31 Mayıs 2007 Perşembe

EKSIK

Yalın olarak anlamsız duran sözcükler vardır. Aşk gibi, hasret gibi, gurbet gibi iddialı olmayan sözcükler vardır. Daha önce bir anlam yüklemediğin bir sözcük birden büyüyüverir karşında. Sözcüğün gökyüzünden yıldırım düşer gibi anlamı sarsabilir insanı. Mesela kendıme bır Soru soruyorum ;

-nasılsın?
Yanıt tek cümlelik oluyor:
-eksik...

Tutunamayanların ülkesinde yaşıyoruz. Belki tutunamayanların dünyasında yaşıyoruz. Hep bir yanımız, hep çok yanımız eksik. Eksile eksile gidiyor ömürler. Artan umutsuzluk oluyor, mutsuzluk oluyor. Evde eksik, sokakta eksik, yaşamda eksik, ölümde bile eksik bireylerden oluşmuş bir kaos. Eğitimsiz olmak, bilinçsiz olmayı getirmiyor çoğu zaman; eğitimli olmak da bilinçli olmayı sağlayamıyor. Hayat eksik, bilinç eksik, eğitim eksik.

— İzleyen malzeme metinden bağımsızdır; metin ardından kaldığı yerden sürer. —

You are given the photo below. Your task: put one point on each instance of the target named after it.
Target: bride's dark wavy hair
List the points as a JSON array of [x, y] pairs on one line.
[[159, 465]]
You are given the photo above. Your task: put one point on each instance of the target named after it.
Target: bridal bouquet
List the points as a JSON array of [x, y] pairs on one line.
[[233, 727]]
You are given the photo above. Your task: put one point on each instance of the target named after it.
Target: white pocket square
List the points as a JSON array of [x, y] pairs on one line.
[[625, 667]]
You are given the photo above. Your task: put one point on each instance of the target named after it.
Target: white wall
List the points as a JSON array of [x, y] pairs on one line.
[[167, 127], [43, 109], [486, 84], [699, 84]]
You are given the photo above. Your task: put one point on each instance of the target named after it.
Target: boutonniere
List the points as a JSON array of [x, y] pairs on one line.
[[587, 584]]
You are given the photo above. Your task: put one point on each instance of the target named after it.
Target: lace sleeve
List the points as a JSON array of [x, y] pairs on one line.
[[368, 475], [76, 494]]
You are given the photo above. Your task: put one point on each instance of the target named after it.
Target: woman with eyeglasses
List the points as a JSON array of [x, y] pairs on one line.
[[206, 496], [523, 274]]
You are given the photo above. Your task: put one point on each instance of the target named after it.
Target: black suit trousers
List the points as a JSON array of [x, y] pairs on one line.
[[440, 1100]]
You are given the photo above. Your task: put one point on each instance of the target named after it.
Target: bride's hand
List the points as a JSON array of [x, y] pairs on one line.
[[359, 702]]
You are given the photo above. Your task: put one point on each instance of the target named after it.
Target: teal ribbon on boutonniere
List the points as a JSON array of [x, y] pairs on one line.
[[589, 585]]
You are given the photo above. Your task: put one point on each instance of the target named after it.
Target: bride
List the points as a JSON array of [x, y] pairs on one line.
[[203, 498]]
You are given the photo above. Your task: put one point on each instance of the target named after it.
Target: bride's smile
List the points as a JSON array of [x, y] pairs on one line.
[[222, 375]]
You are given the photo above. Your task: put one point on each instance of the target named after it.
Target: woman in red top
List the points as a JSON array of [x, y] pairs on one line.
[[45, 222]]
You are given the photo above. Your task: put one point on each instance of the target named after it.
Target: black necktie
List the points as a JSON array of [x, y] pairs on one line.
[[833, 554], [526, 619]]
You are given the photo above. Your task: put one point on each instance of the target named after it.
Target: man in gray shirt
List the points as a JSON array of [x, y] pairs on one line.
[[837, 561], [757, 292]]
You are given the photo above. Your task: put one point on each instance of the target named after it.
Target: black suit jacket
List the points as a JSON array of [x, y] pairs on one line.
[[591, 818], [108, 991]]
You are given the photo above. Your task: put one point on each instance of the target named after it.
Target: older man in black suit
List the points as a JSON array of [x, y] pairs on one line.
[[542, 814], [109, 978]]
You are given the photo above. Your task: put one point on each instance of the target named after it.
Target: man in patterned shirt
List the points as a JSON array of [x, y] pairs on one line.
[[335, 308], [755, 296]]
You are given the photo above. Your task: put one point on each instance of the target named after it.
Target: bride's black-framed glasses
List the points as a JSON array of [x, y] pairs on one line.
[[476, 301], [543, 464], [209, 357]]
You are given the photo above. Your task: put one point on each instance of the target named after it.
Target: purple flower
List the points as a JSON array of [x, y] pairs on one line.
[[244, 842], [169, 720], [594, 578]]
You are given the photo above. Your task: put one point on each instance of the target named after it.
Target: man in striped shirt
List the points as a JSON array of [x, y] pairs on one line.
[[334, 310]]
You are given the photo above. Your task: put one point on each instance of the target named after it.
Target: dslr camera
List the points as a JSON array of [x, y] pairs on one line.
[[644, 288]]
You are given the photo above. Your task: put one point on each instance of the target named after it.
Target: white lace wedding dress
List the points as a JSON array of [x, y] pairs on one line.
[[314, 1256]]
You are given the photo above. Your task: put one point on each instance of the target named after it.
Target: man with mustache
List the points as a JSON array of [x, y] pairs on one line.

“Nasılsın?” diye başlayan bir Soru ilk cümlede sona eriyor. O cümle bir cok dolu cümleden daha dolu. Kadın eksik. Sevdası eksik, sevinçleri eksik, umutları eksik. Yaşamın ona sunduğu şeyler hep eksik kalmış.

Paylaşma adına, sevgi adına, dostluk adına, insanlık adına bir yanımız hep eksik. Dağda gezen çobandan plazalarda yazı yazan köşe yazarlarına kadar; üniversitede bilim yapmak adına çırpınan beyinden, tersanede demiri döven ellere kadar hep bir yanımız, hep çok yanımız eksik.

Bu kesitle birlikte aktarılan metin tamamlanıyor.